Lessons Learned from Pinterest Traffic-based Interlinking Experiments for SEO
https://medium.comCheck out this SEO experiment for internal links from Pinterest. The post breaks down their testing methodologies and how they calculate success for these tests. They test three hypothesis
- A page linked from an internal link would have more traffic than if the page was not linked.
- Traffic increase from linking a new page should be larger than the traffic lost from unlinking an old page.
- Assuming that your new interlinking algorithm assigns scores to destination pages, linking to a page with a higher score should have a higher gain than linking to a page with a lower score.
What did they learn?
- Pick the existing winners. If we are looking for maximum SEO sessions, picking destination pages that already do well in search results (thus driving good SEO traffic sessions) actually help boost more total traffic.

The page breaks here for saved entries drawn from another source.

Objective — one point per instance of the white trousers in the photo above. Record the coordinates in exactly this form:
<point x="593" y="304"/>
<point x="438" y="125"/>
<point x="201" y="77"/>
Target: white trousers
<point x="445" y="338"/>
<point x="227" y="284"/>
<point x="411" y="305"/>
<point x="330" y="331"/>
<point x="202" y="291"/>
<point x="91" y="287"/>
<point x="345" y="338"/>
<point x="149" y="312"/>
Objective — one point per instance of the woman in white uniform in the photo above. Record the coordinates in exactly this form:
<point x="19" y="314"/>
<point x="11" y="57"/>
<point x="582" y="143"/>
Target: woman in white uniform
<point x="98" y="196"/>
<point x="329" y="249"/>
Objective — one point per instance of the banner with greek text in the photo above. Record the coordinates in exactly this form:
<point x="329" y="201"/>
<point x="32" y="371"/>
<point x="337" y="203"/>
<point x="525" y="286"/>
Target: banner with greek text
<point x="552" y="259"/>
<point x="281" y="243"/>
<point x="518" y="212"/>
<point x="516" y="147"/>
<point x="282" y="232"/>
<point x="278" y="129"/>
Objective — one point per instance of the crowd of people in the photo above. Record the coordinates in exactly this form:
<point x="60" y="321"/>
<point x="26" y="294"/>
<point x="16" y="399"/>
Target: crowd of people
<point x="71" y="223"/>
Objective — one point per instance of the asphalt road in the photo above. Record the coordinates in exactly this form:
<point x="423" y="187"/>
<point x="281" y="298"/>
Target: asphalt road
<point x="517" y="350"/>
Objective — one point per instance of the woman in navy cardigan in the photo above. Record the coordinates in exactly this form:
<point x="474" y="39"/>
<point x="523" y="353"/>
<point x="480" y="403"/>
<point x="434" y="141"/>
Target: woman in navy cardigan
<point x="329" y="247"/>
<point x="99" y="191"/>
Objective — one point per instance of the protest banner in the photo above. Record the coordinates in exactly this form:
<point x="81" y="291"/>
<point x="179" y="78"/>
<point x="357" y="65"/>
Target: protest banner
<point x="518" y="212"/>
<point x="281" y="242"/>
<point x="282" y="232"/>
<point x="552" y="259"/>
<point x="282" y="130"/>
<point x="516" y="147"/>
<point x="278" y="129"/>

- Existing SERP (search engine results pages) ranking is more sticky than you might think. As you might expect, when we point an internal link to a new page, the new page receives a boost of traffic from the search engines. We typically see this increase within 2 weeks. Surprisingly, when the internal link no longer points to an old page, the old page does not suffer much. (The metrics stay flat for 8 weeks.)
- Expect fast results. We acknowledge that the time to impact for new internal links depends heavily on the domain, crawl rate, etc. With that said, we have seen the traffic shifts start as soon as within 4 days and stabilize as fast as approximately 2 weeks.